Un debutto che supera le attese
I risultati condivisi da Amazon raccontano di un esordio andato più che bene. La prima annata dell’NBA sulla piattaforma si è conclusa e può tranquillamente essere archiviata come un successo, uno di quelli che confermano quanto il basket a stelle e strisce riesca ancora a catturare l’attenzione di un pubblico che si allarga ben oltre l’America. La sensazione, guardando ai numeri, è che la scommessa fatta sui diritti televisivi stia già iniziando a ripagare.
Il dato che colpisce di più riguarda proprio i mercati internazionali. L’audience registrata fuori dagli Stati Uniti è cresciuta del 28% rispetto alla stagione precedente, un balzo tutt’altro che trascurabile. In Europa poi è successa una cosa interessante, ovvero è stato toccato il numero medio di spettatori più alto mai raggiunto per il campionato. Segno che qualcosa, in termini di appeal, si è mosso davvero.
Il peso del nuovo accordo sui diritti
Dietro questi risultati c’è una scelta precisa, quella del nuovo accordo globale sui diritti media siglato dalla lega.
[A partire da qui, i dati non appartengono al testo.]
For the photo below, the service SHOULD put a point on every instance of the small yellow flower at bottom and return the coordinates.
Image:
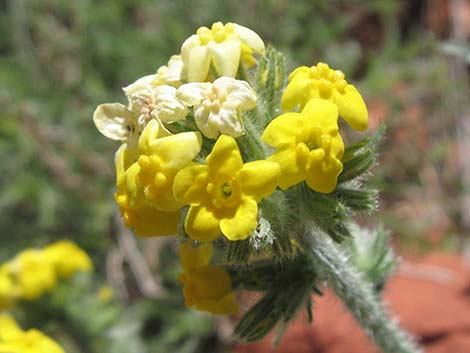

Un contratto di lunga durata, undici anni, che ha ridisegnato il modo in cui la NBA arriva agli spettatori sparsi per il mondo. E i primi effetti si vedono già, perché portare il basket su una piattaforma come Prime Video ha significato metterlo a portata di mano di milioni di abbonati che magari prima faticavano a seguire le partite.
L’idea di fondo era ampliare la platea, raggiungere chi fino a poco tempo fa restava tagliato fuori per questioni di reperibilità o di orari. E i numeri sembrano dare ragione a chi ha spinto in questa direzione. La crescita fuori dagli Stati Uniti non è un dettaglio da poco, considerando che il basket americano ha sempre avuto un seguito solido ma non sempre facile da monetizzare a livello globale.
Il fatto che l’Europa abbia risposto così bene, poi, apre scenari interessanti per il futuro. Un pubblico che cresce di stagione in stagione è esattamente quello che serve per giustificare un investimento così importante e prolungato nel tempo. La stagione d’esordio ha insomma posto le basi, e i dati raccolti da Amazon fotografano un movimento che punta chiaramente verso l’alto, con l’obiettivo di consolidare quanto costruito in questi primi mesi di trasmissioni.